La abrí presto, sin ceremonia, y allí estaba. Según se me notificaba, concedida quedaba mi solicitud para pasar a formar parte de la empresa más amplia y “floreciente” del país: la de los honorables jubilados. Así, con todas las letras. Después de más de cuarenta años trabajados, de sábados que sabían a gloria, de miles de noches que pesaban como losas vividas tras el desamparo de una barra, atravesadas por vivencias gratas y otras que no lo fueron tanto, de faena dura y satisfacciones discretas, ahora me convocaban al descanso.

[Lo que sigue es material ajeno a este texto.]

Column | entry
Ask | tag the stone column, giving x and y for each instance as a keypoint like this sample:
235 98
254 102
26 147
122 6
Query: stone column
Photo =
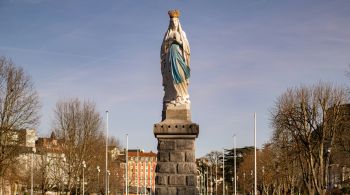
176 171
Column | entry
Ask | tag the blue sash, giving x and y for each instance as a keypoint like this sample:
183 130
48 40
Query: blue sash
177 61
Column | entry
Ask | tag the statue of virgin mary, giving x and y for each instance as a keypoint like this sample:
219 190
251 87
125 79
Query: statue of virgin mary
175 63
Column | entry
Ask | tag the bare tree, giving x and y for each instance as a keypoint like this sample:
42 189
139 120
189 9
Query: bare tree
19 105
310 116
78 124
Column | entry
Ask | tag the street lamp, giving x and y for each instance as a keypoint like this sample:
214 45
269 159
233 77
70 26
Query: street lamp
31 173
235 163
223 171
108 174
98 179
84 166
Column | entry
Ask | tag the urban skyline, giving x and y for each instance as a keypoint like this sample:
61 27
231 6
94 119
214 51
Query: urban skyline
243 56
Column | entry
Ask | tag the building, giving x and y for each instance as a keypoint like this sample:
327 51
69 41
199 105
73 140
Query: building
141 171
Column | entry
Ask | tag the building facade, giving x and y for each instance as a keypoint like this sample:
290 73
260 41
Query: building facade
141 171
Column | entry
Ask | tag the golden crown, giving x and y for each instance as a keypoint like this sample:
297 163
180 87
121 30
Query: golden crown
174 13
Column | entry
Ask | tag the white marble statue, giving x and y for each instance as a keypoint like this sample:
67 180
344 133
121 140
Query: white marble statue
175 63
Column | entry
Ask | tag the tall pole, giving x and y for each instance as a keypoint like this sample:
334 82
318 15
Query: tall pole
31 173
98 179
106 178
216 175
137 177
223 171
235 162
144 169
84 165
126 166
255 173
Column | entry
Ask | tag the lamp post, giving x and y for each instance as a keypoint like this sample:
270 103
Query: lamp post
235 163
137 177
108 174
145 181
216 175
84 166
106 149
126 166
31 172
98 179
223 171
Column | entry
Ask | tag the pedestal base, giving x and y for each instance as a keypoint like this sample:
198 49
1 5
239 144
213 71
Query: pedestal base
176 172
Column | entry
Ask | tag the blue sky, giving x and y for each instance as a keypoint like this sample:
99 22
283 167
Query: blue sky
244 54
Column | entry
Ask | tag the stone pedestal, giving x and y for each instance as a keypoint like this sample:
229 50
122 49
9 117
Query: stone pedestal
176 163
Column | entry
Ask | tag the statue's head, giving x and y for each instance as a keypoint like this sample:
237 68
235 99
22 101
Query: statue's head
174 18
174 13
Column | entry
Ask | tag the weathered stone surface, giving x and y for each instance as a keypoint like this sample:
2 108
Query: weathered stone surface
191 180
186 168
166 144
186 191
163 156
176 127
185 144
177 180
178 114
166 191
190 156
161 180
166 167
177 156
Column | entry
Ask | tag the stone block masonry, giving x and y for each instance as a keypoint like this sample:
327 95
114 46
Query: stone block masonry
176 163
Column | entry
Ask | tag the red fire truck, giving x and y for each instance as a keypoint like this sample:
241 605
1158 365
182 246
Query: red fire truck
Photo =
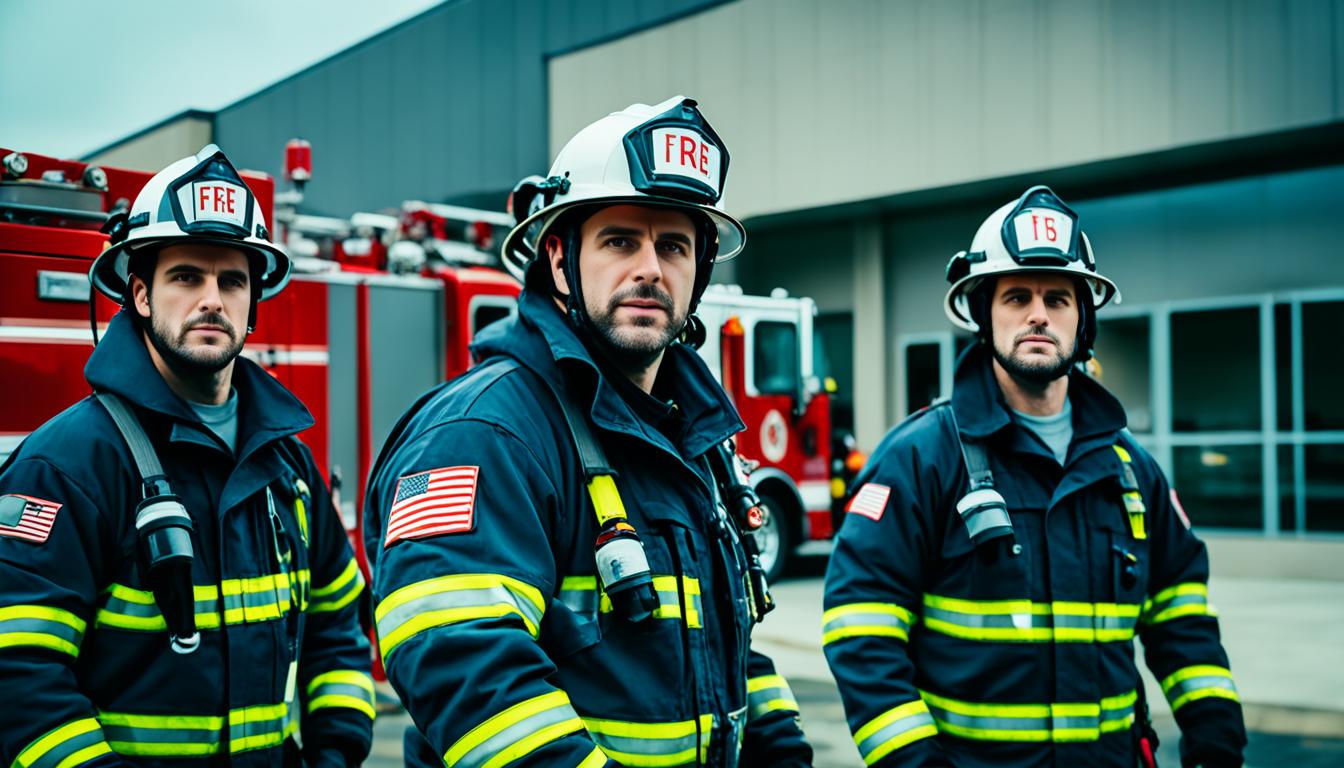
379 310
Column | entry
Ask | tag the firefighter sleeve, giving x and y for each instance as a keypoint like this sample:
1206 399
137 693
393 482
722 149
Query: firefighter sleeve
773 735
53 542
335 686
457 523
872 597
1179 631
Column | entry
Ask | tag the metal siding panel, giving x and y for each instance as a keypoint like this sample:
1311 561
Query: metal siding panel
1202 92
403 370
1075 98
342 386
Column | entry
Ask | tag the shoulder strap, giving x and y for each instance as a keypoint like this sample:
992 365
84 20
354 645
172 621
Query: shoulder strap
143 451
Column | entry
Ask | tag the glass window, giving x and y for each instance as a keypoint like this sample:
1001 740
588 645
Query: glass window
1221 486
776 358
1122 353
1284 365
1324 467
1323 366
1215 370
1286 496
924 374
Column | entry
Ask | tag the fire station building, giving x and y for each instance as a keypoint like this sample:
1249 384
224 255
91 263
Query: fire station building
1202 145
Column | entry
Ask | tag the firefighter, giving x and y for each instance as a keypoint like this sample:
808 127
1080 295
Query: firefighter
178 588
554 580
1004 549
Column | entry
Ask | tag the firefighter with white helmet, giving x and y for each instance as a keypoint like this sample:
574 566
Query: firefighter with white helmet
555 580
1004 548
178 584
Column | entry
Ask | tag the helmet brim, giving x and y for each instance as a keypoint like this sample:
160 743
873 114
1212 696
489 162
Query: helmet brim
110 272
518 253
957 307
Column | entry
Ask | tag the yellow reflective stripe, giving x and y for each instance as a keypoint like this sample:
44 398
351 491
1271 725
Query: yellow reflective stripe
515 732
894 729
452 600
1027 622
651 744
596 759
342 687
40 627
769 693
63 745
343 591
866 619
1196 682
606 499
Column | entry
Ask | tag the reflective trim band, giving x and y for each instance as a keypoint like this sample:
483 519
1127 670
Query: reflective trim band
452 600
340 592
866 619
342 687
1027 622
1031 721
894 729
676 600
651 744
195 736
596 759
1194 683
70 744
581 595
769 693
1188 599
515 732
40 627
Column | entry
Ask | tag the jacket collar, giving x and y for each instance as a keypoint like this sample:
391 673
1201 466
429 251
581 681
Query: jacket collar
544 342
121 365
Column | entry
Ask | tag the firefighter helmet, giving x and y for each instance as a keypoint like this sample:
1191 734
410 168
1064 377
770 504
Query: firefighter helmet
661 155
196 199
1036 233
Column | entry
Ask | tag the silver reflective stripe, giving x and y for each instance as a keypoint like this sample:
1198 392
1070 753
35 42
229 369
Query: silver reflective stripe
457 599
492 747
918 718
27 626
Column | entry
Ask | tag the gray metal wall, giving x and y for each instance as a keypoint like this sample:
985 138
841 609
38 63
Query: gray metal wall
448 106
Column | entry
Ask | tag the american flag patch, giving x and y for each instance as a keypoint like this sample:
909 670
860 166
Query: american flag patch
433 503
27 518
870 502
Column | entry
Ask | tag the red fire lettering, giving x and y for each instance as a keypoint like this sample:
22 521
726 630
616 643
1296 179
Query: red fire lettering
688 151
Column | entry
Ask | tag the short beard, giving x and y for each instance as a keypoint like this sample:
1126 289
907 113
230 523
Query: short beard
187 361
626 350
1038 374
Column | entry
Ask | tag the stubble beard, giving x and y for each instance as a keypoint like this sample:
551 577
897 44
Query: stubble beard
1036 373
202 359
628 346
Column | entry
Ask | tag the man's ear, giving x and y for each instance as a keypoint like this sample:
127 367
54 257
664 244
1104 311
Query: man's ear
555 254
139 295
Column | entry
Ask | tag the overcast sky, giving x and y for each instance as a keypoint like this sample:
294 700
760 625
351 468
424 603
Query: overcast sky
78 74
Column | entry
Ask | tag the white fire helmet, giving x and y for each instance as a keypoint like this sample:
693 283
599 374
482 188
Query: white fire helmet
1035 233
664 155
196 199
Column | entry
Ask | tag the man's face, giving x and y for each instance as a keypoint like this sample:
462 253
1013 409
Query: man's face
637 272
1034 322
198 305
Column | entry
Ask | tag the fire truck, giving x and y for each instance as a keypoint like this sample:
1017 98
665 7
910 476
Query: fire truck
381 308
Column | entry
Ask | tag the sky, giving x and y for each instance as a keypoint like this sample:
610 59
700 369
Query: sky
79 74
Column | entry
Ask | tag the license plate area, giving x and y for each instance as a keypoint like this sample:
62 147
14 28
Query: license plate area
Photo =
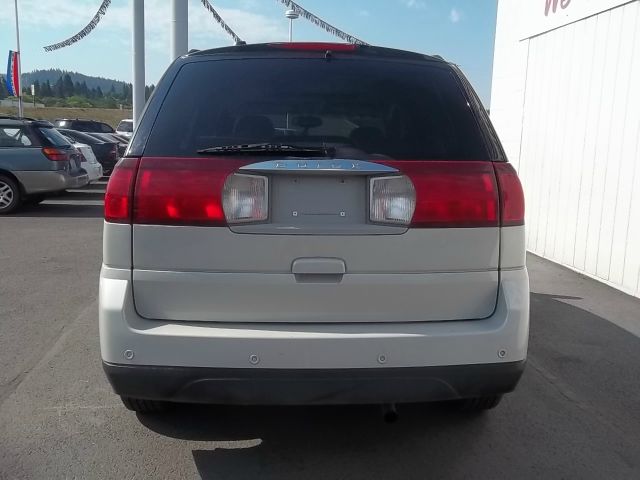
314 200
318 205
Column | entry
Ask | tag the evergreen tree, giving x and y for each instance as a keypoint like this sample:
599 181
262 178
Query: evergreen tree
46 90
58 89
67 86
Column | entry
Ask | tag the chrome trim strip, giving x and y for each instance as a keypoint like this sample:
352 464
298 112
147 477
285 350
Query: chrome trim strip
320 167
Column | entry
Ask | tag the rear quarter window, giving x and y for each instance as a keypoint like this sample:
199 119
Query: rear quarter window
364 108
15 137
54 137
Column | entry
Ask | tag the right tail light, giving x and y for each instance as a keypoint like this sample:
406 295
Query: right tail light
511 195
449 194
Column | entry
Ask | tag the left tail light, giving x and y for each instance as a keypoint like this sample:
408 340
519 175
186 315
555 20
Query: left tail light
190 191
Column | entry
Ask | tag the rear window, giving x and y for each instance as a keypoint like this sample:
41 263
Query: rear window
125 126
54 137
366 109
81 137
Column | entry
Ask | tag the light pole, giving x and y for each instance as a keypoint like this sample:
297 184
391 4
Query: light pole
291 15
179 28
138 60
19 86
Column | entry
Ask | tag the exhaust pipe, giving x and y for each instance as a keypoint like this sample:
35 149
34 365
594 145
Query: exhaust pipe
389 413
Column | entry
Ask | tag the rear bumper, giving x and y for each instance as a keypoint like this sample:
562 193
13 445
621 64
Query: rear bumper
94 171
304 387
35 182
236 362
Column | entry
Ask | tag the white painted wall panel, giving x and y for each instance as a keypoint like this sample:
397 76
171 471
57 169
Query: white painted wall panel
566 105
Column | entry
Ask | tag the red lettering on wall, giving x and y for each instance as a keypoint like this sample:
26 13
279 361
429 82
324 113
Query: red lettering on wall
552 5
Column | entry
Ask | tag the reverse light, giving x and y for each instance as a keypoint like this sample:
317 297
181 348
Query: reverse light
245 198
392 200
118 196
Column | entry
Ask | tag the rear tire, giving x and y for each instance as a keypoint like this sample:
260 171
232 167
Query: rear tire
478 404
140 405
10 195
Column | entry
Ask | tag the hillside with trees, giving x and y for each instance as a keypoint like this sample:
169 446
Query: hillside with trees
58 88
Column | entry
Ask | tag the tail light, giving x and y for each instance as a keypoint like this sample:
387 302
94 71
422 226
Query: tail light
55 154
118 206
454 194
511 195
392 200
245 198
189 191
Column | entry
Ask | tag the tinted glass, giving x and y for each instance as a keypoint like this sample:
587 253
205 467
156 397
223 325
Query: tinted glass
55 137
81 137
11 136
367 109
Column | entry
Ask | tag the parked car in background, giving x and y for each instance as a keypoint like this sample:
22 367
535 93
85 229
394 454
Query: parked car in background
89 161
125 128
82 125
35 161
106 152
314 223
110 137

He de confesar que, lejos de sentir esa extraña mezcla de alegría y vértigo que dicen experimentar algunos al llegar este momento, después de toda una vida en la que un trozo inmenso de la existencia se queda atrás, como esas estaciones que se alejaban cuando mirabas a través de las ventanillas de un tren antiguo que olía a serrín, a bocadillo envuelto en papel de estraza y a colonia barata de domingo, yo lo que sentí fue un inmenso alivio, la grata impresión de que una nueva etapa comenzaba.

Y así lo sentía porque había llegado el momento de dejar paso. De colgar los “hábitos” de sufrido camarero, de olvidar la prepotencia de quien, desde el otro lado de la barra —y fueron tantos— me trató con supremacía mientras me miraba como se mira a un insecto; de cambiar el ruido de cualquier día después de diez horas de trabajo por el de los pájaros al amanecer, sentado en el patio de mi casa, o el de las olas cuando me doy unos días de disfrute cerca del mar.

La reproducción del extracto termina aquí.